Windows 10 Will Keep Microsoft in the Race
Microsoft's new operating system Windows 10, due to ship next year, looks at first glance like a generational retreat to the safe stability of Windows 7. That appearance is deceptive.
The three major operating system developers -- Apple, Google and Microsoft -- are chasing the same dream, in which all devices -- mobile phones, computers, TV sets and Internet of Things gadgets -- work on the same platform. Each has approached the challenge from a different angle.
Apple has distinct operating systems for PCs and mobile devices (and now, it appears, a third one for wearables). It is constantly adding functionality so that users can switch between them seamlessly. The latest iteration of the concept is Handoff, which allows a user to start a task on one device and continue on another.
Google's initial idea was Chrome OS, basically a browser that provides access to cloud applications. Chrome has succeeded in a limited way, but Android, a full operating system, did better. Android achieved dominance in the mobile world, so Google appears to be gradually folding Chrome OS into it. Major hardware producers, such as Lenovo and HP, are now experimenting with Android as a desktop system.
Microsoft missed out on the mobile boom and was forced onto a third path: trying to port a desktop operating system onto touchscreen devices. It attempted that with Windows 8, hiring design powerhouse Pentagram to create a touch interface. The result was beautiful, but it made Windows 8 torture to use on a traditional keyboard-and-mouse desktop.
Microsoft lost a battle but it hasn't yet lost the war, because the single-platform dream has eluded its rivals until now, too. They have only done well with certain components, not in assembling the whole picture. As a result, the personal computing world has become highly fragmented.
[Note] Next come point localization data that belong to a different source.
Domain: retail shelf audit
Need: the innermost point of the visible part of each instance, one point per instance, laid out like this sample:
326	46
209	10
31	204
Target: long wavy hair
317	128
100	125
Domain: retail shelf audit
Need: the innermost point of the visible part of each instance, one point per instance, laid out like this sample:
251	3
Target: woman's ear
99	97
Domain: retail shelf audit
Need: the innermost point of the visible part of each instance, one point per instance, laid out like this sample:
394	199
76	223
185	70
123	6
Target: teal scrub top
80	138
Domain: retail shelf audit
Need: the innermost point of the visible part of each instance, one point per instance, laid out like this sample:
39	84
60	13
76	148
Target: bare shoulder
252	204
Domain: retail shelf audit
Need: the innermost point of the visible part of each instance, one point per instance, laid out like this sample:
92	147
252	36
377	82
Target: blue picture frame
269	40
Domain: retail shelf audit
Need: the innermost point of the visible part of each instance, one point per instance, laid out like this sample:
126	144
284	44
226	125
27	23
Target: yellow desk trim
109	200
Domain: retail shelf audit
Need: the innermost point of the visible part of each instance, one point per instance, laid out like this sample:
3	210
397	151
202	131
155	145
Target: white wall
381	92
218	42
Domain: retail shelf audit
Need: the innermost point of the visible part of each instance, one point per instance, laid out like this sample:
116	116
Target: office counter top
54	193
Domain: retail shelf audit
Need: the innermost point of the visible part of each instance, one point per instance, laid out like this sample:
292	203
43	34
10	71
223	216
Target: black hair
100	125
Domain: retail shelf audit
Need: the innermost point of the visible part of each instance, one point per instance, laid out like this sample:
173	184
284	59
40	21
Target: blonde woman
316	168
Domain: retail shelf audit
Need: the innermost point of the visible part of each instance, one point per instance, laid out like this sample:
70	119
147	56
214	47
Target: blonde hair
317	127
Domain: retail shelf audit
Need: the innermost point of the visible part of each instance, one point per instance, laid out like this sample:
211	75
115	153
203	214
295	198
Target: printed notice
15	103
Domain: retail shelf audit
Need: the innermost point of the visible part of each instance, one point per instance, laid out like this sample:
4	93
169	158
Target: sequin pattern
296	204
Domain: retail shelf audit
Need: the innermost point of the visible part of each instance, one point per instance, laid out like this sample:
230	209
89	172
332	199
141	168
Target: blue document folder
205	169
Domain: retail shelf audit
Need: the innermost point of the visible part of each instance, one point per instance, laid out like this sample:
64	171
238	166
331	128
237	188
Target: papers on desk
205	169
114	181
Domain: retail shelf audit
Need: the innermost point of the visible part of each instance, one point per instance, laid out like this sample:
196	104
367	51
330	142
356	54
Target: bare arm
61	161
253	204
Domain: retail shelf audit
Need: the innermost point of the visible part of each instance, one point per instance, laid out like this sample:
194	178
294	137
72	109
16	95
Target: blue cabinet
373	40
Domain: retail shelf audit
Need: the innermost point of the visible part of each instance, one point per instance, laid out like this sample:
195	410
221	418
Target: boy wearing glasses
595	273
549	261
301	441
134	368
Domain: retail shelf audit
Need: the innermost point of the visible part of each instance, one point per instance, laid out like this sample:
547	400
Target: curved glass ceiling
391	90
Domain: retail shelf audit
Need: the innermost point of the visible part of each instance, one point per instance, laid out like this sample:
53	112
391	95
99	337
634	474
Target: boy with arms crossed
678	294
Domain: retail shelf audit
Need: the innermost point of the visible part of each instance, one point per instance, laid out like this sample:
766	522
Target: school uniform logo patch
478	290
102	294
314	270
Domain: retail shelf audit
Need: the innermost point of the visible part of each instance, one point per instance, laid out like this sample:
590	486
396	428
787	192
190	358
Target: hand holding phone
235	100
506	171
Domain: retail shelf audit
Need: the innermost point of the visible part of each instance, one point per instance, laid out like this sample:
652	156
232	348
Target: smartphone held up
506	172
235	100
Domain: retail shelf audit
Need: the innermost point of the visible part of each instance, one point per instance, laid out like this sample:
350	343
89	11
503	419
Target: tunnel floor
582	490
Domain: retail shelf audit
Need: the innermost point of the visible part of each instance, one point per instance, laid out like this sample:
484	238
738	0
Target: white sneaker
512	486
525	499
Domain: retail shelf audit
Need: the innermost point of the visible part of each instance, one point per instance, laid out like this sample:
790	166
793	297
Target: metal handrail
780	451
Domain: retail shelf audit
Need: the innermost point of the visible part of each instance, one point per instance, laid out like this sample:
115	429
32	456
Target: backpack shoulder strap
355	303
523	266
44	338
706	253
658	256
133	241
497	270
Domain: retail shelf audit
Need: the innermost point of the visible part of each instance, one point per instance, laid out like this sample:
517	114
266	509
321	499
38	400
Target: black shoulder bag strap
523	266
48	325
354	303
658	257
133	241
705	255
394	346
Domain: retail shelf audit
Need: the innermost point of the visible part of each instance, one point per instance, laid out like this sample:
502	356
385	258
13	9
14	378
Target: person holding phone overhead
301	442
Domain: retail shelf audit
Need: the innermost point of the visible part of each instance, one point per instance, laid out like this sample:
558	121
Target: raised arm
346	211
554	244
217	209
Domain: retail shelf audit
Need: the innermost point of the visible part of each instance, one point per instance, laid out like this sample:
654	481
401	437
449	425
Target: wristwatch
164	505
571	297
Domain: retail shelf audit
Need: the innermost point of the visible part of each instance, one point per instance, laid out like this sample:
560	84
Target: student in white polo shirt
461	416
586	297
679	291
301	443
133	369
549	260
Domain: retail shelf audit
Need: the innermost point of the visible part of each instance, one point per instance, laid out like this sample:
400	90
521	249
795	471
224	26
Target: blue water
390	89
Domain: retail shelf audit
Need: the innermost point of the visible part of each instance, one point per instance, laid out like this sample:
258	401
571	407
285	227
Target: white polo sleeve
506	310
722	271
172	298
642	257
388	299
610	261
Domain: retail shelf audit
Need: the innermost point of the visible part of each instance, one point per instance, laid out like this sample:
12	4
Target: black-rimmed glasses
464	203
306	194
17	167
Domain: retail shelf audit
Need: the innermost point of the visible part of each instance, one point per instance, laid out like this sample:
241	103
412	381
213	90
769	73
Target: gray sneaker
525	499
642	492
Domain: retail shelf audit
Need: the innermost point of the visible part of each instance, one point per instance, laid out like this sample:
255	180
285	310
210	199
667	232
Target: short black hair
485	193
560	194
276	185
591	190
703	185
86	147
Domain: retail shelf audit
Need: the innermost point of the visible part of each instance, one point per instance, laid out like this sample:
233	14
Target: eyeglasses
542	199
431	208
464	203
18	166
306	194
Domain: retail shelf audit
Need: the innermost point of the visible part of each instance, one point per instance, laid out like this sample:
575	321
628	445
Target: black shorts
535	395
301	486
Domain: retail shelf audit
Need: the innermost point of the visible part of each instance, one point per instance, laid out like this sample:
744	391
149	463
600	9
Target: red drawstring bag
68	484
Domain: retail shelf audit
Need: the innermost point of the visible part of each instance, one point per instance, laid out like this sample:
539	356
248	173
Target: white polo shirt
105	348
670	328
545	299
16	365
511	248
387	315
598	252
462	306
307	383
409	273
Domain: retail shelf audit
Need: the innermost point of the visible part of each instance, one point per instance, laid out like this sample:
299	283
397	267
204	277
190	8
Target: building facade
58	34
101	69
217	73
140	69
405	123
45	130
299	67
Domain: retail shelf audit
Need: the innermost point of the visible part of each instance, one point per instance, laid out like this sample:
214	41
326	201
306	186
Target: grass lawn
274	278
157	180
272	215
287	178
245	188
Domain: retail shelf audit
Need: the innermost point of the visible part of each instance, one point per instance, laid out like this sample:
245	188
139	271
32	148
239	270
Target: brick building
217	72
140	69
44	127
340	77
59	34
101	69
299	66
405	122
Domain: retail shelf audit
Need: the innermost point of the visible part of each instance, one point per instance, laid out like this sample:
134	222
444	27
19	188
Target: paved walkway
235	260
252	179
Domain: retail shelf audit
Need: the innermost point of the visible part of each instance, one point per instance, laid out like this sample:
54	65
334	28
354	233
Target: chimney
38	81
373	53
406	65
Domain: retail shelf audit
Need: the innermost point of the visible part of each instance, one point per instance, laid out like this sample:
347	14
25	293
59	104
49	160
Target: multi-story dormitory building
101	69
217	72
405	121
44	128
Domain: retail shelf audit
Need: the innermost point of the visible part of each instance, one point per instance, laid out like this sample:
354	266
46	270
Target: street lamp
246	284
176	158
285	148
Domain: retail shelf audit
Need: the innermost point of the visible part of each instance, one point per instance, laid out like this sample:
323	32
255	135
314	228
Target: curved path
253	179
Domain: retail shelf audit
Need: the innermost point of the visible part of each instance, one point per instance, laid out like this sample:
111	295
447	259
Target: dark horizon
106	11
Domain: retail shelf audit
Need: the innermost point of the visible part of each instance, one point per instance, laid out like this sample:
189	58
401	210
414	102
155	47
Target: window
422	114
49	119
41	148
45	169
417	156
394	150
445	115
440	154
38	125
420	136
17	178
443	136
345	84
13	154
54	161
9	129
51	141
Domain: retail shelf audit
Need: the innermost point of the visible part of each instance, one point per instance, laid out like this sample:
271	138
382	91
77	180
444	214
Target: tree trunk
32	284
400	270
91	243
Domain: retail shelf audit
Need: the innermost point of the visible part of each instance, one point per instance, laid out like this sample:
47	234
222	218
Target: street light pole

I use Apple's Mac OS X on my home PC, because it's the best desktop operating system ever designed; Android on my mobile devices, because it's flexible and easy to use with Google's market-leading cloud services; and Windows 7 at work, because it's convenient for my employer.
Microsoft's first task is to consolidate its hold on the corporate market, the company's only remaining entry point into the single-platform contest. To succeed, Microsoft needs to pander to IT managers, so they don't switch to Chrome OS/Android or even Apple's offerings. The next Windows system has to be easy to manage across multiple devices and intuitive for inexperienced users, to minimize calls to tech support. And it has to provide an easy-to-work-with command shell -- that DOS-like environment of typed-in commands that ordinary users never call up anymore. Laugh all you want about advertising something so antiquated in 2014, system administrators will listen.
The Windows 10 presentation on Tuesday showed that Microsoft is awake to all these necessities, after ignoring them in Windows 8. Pushing the system out from the work environment into pockets, travel bags and homes will be the next step.
Under what circumstances would I allow my employer to dictate my personal choice of computing platform outside the office? There would have to be a flexible system that would work across all device sizes and purposes. By that, I mean running the exact same apps, not duplicates, and seamless switching from one device to another: The same tabs would have to open in browsers, the same documents in the productivity apps, and the same mailboxes and social network feeds, configured in the same way.
Windows 10 takes a step in that direction. It's too early to say what exactly the platform will deliver, but it should be able to switch interfaces, depending on how a device is operated -- for example with or without a keyboard. The feature, called Continuum is not functional yet, but should be working by the time the system ships.
I'm not saying I trust Microsoft to get the single platform concept right next year. It isn't yet clear which of the three contenders will win that race, and my bet is on Google -- it has advanced furthest toward a software solution that unifies different devices. Microsoft, however, is making the best of the bad hand it was dealt by the company's previous management.